Так мало-помалу рассеивались надежды мятежников поднять не только католическое, но и православное население. При чтении у одной корчмы манифеста о короле польском и императоре французском, один крестьянин с улыбкою одобрения что-то про себя бормотал.

— Что ты говоришь? — спросил его обрадованный один из ревнителей.

— Говорю, что дай Бог ему много лет здравствовать, — отвечал крестьянин.

— Кому? — последовал вопрос.

— Да Императору Александру Николаевичу, — продолжал крестьянин.

— Дурень! — получил он в ответ от раздосадованного ревнителя.

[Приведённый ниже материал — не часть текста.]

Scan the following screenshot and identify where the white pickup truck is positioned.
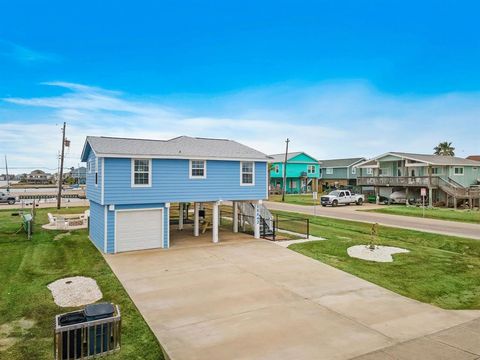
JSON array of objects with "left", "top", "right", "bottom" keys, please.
[{"left": 320, "top": 190, "right": 364, "bottom": 207}]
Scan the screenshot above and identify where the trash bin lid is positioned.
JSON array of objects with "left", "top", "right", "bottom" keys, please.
[
  {"left": 59, "top": 310, "right": 86, "bottom": 326},
  {"left": 84, "top": 303, "right": 114, "bottom": 319}
]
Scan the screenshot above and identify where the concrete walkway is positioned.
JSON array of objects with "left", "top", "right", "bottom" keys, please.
[
  {"left": 266, "top": 201, "right": 480, "bottom": 240},
  {"left": 105, "top": 239, "right": 479, "bottom": 360}
]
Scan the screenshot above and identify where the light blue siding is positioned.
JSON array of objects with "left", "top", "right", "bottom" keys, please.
[
  {"left": 104, "top": 159, "right": 267, "bottom": 204},
  {"left": 105, "top": 203, "right": 169, "bottom": 253},
  {"left": 85, "top": 151, "right": 102, "bottom": 204},
  {"left": 89, "top": 201, "right": 105, "bottom": 251}
]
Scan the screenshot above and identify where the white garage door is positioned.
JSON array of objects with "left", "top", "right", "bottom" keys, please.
[{"left": 116, "top": 209, "right": 163, "bottom": 252}]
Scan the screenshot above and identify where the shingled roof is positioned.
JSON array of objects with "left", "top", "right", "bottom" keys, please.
[
  {"left": 81, "top": 136, "right": 270, "bottom": 161},
  {"left": 356, "top": 152, "right": 480, "bottom": 167},
  {"left": 318, "top": 157, "right": 365, "bottom": 168}
]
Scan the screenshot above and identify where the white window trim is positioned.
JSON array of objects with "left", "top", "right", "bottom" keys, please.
[
  {"left": 131, "top": 159, "right": 152, "bottom": 187},
  {"left": 95, "top": 158, "right": 98, "bottom": 187},
  {"left": 326, "top": 167, "right": 333, "bottom": 175},
  {"left": 351, "top": 167, "right": 356, "bottom": 175},
  {"left": 240, "top": 161, "right": 255, "bottom": 186},
  {"left": 189, "top": 160, "right": 207, "bottom": 179},
  {"left": 453, "top": 167, "right": 464, "bottom": 175},
  {"left": 307, "top": 165, "right": 315, "bottom": 174},
  {"left": 366, "top": 168, "right": 373, "bottom": 175}
]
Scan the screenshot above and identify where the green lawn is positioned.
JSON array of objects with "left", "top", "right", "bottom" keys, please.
[
  {"left": 363, "top": 205, "right": 480, "bottom": 224},
  {"left": 0, "top": 207, "right": 163, "bottom": 360},
  {"left": 268, "top": 194, "right": 321, "bottom": 206},
  {"left": 271, "top": 210, "right": 480, "bottom": 310}
]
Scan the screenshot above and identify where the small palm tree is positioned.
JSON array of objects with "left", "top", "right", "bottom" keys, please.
[{"left": 434, "top": 141, "right": 455, "bottom": 156}]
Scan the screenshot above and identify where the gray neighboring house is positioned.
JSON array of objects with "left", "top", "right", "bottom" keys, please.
[
  {"left": 318, "top": 157, "right": 366, "bottom": 190},
  {"left": 68, "top": 166, "right": 87, "bottom": 184},
  {"left": 356, "top": 152, "right": 480, "bottom": 208}
]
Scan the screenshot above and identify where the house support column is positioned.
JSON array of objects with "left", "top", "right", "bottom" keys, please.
[
  {"left": 405, "top": 188, "right": 410, "bottom": 207},
  {"left": 212, "top": 201, "right": 219, "bottom": 243},
  {"left": 178, "top": 203, "right": 184, "bottom": 230},
  {"left": 428, "top": 188, "right": 433, "bottom": 208},
  {"left": 253, "top": 200, "right": 261, "bottom": 239},
  {"left": 454, "top": 197, "right": 457, "bottom": 210},
  {"left": 375, "top": 187, "right": 380, "bottom": 205},
  {"left": 193, "top": 202, "right": 200, "bottom": 237},
  {"left": 233, "top": 201, "right": 238, "bottom": 233}
]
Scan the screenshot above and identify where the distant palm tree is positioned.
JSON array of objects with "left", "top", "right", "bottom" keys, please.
[{"left": 434, "top": 141, "right": 455, "bottom": 156}]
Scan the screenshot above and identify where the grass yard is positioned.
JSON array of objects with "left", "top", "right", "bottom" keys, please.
[
  {"left": 363, "top": 205, "right": 480, "bottom": 224},
  {"left": 0, "top": 207, "right": 163, "bottom": 360},
  {"left": 268, "top": 194, "right": 320, "bottom": 206},
  {"left": 271, "top": 210, "right": 480, "bottom": 310}
]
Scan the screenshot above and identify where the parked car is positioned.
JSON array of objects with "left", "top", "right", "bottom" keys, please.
[
  {"left": 321, "top": 190, "right": 364, "bottom": 207},
  {"left": 367, "top": 195, "right": 390, "bottom": 204},
  {"left": 0, "top": 192, "right": 17, "bottom": 205}
]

В ближайшей от Друцка околице, Воргутьеве, было более ста шляхетных католических домов. Мятежники пустили весть, что идет французский генерал с французским и польским войсками; но хитрость не удалась. Собранная 24-го числа в деревне Филатове шляхта узнала в воинственных пришельцах соседних панов и решительно отказалась верить, а шляхтич Тетерский выразил даже, что если бы сила, то всех бы их следовало перевязать.

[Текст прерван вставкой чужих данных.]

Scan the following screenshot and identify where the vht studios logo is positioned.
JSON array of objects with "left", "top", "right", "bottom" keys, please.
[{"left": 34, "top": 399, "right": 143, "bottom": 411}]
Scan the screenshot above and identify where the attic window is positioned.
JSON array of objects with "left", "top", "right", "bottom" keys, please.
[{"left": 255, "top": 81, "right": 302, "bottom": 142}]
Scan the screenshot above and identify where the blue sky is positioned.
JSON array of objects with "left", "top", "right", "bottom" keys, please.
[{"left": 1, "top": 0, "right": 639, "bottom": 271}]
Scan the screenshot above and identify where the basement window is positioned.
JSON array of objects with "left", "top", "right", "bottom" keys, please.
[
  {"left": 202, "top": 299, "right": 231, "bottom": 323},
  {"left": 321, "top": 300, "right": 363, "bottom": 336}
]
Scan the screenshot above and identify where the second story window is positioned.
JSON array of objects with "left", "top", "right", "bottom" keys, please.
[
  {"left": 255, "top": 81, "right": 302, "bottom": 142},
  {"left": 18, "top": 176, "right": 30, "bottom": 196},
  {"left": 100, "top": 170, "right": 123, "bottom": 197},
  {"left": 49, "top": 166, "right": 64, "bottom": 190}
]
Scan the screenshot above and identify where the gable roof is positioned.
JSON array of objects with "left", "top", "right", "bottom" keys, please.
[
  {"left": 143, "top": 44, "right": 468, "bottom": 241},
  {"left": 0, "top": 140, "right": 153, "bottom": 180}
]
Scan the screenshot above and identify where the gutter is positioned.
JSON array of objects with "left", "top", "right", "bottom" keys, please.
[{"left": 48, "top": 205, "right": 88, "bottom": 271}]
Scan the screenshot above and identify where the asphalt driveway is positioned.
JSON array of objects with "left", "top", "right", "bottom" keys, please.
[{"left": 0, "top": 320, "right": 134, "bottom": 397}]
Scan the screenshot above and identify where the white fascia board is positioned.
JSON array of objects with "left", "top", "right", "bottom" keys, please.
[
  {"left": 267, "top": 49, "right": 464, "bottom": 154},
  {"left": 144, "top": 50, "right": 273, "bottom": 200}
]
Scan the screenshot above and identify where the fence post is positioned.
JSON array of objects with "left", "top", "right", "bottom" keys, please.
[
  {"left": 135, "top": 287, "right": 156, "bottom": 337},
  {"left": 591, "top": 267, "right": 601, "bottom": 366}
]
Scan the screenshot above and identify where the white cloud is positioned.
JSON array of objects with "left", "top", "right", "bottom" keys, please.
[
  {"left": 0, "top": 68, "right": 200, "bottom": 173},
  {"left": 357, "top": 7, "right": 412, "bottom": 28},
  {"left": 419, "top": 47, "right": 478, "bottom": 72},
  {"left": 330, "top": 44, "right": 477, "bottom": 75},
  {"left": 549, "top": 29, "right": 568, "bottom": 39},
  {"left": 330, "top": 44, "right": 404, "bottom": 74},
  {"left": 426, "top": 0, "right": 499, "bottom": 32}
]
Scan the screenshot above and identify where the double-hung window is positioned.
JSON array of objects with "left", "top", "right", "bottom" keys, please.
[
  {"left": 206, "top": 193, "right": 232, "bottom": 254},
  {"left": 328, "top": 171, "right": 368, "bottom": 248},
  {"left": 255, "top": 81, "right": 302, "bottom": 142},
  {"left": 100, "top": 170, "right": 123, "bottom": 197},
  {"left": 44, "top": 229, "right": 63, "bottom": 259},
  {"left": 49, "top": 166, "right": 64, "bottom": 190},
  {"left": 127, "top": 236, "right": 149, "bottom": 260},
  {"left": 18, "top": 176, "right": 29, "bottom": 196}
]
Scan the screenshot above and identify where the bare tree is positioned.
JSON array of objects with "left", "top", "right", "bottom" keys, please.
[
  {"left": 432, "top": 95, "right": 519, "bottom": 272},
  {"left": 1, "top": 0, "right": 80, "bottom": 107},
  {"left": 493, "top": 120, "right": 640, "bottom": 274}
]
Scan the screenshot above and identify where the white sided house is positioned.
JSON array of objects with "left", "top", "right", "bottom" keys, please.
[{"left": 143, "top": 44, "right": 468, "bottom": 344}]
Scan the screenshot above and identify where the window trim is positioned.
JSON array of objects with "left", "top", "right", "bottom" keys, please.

Между тем еще утром 23-го числа к становому прибыл в Шклов крестьянин из окрестности Черноручья с известием, что он встретил пробиравшуюся в лес толпу вооруженных людей, которые расспросив его о дороге к Макарову Кругу, прибавили: „Мы, поляки и французы, забрали Петербург и Варшаву, и теперь идем забирать Могилёв". Скоро за ним явился нарочный посланный крестьянами из Новоселья, а за ними — два еврея, которые, под строгим надзором, шили чамарки у Маковецкого, и были выпущены, по уходе пана в шайку; они подтвердили показания крестьянина. Становой Вейл поскакал в Могилёв с уведомлением, что собралась в Черноручье шайка и двинулась по дороге на Друцк. Вечером 23 числа была послана из Могилёва стрелковая рота с 20 казаками, и в Витебск было телеграфировано губернатору с просьбою двинуть из Сенно роту навстречу шайке. Известие об этих распоряжениях было тотчас своим путем сообщено и Антонию, и застало его в деревне Филатове. Он не медля выступил, и быстро сделав более 30 верст, к одиннадцати часам вечера 24-го пришел в Кручу. Здесь нагнало его новое известие, что в тот же день рота на подводах и казаки выступили из Шклова, напали уже на следы шайки и быстро по этим следам двигаются на Друцк. Антоний решился искать спасения в Сенненском уезде, надеясь лесами пробраться на соединение с шайкою Жебровского; оставив Кручу, он в ту же ночь двинулся в Микулинский лес, где и остановился для ночлега. На другой день, плутая по лесу с целью скрыть свой след и сбить с пути преследующих, шайка к вечеру перешла в Сенненский уезд, остановилась ненадолго в фольварке помещицы Перотъ Антонове, и перешла в лежащий по-соседству бор, где и расположилась на ночлег близ речки Вечеринки. Измученные паны, не привыкшие к походам, не могли идти далее и требовали отдыха. Антоний назначил дневку. Находившаяся по опушке леса канава была подновлена; повстанцы сделали нечто вроде вала и незаметных засек, и в этом укрепленном лагере пробыли 26-ое число.